El dicho persevera y triunfarás tiene en La librería un giro, tal vez no inesperado, aunque la directora Isabel Coixet le haya cambiado el final a la novela original de Penelope Fitzgerald.
Cuando Florence Green (Emily Mortimer), una mujer de mediana edad, enviuda, decide cumplir el sueño que tenía con su esposo: dejar Londres y abrir una librería en un pueblito del interior de Inglaterra. La motiva su anhelo de llevar literatura, un libro a cualquier rincón. Ella es una ávida lectora, pero no se imaginaría que al comprar una propiedad para convertir, construir su sueño en una realidad, iba a tener tantos problemas. Que tantas personas del pueblo iban a ponerle palos en la rueda.
Florence tiene mucha imaginación, pero hasta ahí.
Que el pueblo se llame Hardborough (separado sería ciudad dura) es algo más que una metáfora, y seguramente Florence debió advertirlo antes de recibir el primer tomo para abrir su librería.
La directora catalana cuenta la historia, que transcurre a fines de los años ’50, sin ampulosidad, y con un estilo sobrio, pero romántico. La némesis de Florence es la adinerada Violet (la siempre excelente Patricia Clarkson), quien quería abrir, empecinadamente, un centro cultural en esa casona donde funciona la librería. No es que en Hardborough todos se mueran por el arte, pero la alta burguesía parece que es así.

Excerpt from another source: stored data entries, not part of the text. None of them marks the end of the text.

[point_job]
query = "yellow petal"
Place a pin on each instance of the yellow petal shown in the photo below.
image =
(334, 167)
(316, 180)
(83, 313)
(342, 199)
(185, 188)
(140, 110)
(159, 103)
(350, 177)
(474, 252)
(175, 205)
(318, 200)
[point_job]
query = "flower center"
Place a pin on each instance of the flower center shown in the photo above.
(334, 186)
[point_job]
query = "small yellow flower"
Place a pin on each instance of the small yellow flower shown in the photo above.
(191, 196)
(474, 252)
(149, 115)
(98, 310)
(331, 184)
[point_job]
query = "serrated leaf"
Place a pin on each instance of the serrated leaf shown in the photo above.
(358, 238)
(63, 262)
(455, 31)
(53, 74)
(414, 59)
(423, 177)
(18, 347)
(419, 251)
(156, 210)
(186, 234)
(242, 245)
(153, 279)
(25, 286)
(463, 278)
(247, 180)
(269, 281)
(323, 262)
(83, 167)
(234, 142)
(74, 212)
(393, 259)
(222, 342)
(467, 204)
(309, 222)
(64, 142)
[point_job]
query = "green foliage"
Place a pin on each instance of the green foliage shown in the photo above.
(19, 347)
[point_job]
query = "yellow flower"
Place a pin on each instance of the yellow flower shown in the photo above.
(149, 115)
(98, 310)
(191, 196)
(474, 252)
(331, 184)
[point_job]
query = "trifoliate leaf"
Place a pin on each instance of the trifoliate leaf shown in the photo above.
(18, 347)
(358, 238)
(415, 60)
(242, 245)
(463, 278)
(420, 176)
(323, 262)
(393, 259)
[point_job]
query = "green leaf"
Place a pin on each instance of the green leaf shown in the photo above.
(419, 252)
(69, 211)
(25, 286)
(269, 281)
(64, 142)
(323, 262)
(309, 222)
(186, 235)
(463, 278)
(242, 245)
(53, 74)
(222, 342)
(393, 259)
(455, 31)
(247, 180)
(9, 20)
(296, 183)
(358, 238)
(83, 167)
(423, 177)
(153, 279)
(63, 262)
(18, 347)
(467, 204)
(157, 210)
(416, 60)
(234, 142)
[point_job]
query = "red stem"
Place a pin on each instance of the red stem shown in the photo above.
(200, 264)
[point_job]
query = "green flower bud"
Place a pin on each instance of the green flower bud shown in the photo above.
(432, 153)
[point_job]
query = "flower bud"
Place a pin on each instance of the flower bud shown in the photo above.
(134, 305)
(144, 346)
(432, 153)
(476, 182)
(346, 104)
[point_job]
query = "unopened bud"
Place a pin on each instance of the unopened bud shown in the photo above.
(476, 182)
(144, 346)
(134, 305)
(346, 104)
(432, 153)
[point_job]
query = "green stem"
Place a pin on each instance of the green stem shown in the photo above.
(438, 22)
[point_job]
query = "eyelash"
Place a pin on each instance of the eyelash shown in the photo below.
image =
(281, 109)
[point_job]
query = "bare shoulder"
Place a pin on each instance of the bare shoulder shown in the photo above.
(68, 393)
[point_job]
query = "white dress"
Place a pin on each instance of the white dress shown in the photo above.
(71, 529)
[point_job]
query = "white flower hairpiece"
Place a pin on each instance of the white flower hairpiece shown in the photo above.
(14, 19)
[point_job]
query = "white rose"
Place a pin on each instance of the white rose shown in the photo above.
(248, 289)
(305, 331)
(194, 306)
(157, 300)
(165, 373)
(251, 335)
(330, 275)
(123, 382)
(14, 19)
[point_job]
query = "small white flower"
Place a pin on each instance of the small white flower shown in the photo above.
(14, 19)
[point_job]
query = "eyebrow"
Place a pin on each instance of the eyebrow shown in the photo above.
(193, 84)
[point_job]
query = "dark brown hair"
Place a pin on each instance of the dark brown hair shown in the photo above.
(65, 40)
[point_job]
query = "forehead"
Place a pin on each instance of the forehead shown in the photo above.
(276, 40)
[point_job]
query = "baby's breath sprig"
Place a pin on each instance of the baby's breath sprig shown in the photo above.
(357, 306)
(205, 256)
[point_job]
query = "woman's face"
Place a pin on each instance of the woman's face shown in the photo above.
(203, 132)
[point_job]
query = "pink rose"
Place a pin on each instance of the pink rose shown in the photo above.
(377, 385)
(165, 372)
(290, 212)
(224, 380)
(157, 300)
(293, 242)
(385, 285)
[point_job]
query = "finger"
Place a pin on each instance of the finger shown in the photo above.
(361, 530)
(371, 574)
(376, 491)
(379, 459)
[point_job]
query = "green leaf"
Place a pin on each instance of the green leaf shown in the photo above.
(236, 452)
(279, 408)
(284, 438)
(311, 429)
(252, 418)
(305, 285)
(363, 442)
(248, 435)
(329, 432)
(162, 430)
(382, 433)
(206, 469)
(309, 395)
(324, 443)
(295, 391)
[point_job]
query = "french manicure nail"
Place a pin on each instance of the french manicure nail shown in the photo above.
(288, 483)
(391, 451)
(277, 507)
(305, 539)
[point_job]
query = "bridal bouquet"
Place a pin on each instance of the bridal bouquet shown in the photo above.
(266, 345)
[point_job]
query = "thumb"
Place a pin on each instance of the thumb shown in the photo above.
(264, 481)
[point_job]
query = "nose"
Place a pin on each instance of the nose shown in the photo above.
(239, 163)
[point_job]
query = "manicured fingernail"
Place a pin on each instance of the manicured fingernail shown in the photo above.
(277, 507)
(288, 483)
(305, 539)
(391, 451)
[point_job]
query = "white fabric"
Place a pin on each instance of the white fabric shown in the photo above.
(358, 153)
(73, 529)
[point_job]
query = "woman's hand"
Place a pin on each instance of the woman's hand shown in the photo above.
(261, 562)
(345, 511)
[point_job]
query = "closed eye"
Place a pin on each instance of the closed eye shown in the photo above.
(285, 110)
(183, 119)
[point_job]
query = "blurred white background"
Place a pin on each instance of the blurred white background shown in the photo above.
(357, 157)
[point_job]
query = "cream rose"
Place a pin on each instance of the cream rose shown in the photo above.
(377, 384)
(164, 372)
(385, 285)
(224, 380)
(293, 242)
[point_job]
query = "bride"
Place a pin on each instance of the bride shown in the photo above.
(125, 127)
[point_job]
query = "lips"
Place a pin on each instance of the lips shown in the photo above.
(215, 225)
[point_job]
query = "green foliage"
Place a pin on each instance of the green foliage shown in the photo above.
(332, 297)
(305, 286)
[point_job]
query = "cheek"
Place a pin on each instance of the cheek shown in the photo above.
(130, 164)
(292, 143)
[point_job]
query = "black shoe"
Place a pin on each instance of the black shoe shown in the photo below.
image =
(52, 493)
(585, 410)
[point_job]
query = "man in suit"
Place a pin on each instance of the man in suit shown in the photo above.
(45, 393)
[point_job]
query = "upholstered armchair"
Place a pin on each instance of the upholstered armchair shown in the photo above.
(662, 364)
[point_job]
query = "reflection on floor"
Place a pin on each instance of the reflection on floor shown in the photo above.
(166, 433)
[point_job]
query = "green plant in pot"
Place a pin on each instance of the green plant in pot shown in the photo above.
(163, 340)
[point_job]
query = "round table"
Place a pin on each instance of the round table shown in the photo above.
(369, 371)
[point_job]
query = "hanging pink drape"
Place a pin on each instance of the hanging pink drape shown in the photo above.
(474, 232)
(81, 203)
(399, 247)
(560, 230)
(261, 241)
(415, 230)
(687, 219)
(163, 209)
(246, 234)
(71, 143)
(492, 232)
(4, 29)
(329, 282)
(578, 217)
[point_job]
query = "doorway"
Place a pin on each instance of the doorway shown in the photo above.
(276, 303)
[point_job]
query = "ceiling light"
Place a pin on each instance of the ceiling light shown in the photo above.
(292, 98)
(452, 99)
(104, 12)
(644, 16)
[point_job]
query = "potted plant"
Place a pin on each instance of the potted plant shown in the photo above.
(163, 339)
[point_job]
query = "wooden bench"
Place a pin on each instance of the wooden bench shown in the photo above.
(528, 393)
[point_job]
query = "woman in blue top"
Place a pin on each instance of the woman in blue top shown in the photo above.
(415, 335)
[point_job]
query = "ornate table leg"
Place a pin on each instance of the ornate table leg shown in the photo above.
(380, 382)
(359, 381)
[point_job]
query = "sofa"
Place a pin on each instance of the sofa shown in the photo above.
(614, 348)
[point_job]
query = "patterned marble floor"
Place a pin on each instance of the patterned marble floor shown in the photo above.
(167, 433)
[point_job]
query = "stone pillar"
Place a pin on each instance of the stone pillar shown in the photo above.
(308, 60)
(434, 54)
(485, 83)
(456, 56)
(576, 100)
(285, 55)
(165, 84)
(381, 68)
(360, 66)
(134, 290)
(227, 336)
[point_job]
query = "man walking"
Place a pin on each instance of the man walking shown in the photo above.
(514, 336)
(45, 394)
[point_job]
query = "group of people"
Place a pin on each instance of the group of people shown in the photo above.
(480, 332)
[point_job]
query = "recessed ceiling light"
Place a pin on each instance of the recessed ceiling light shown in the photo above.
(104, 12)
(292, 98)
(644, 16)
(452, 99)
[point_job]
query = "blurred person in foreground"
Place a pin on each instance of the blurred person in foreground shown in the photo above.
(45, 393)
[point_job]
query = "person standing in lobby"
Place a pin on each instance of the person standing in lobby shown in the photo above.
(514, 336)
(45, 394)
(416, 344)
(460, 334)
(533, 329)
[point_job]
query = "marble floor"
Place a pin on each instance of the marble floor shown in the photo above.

Hay dos personajes más que cobran valor, y que llegado el momento acompañarán a la solitaria y algo cándida Florence. Uno es un hombre mayor (Bill Nighy), un viudo, quien se ha recluido en su hogar, no sale nunca y sí lee todo lo que cae en sus manos. Y el otro es Christne (Honor Kneafsey), una niña que será su ayudante.
Sin ser un cuento de hadas, La librería marca con claridad quiénes son los buenos y quiénes no, quienes son confiables y cómo Florence pasa a ser una amenaza externa para la tranquilidad anodina del pueblo.
Por eso tal vez la película peque de demasiadas buenas intenciones, pero sin duda emociona en buena ley cuando debe hacerlo.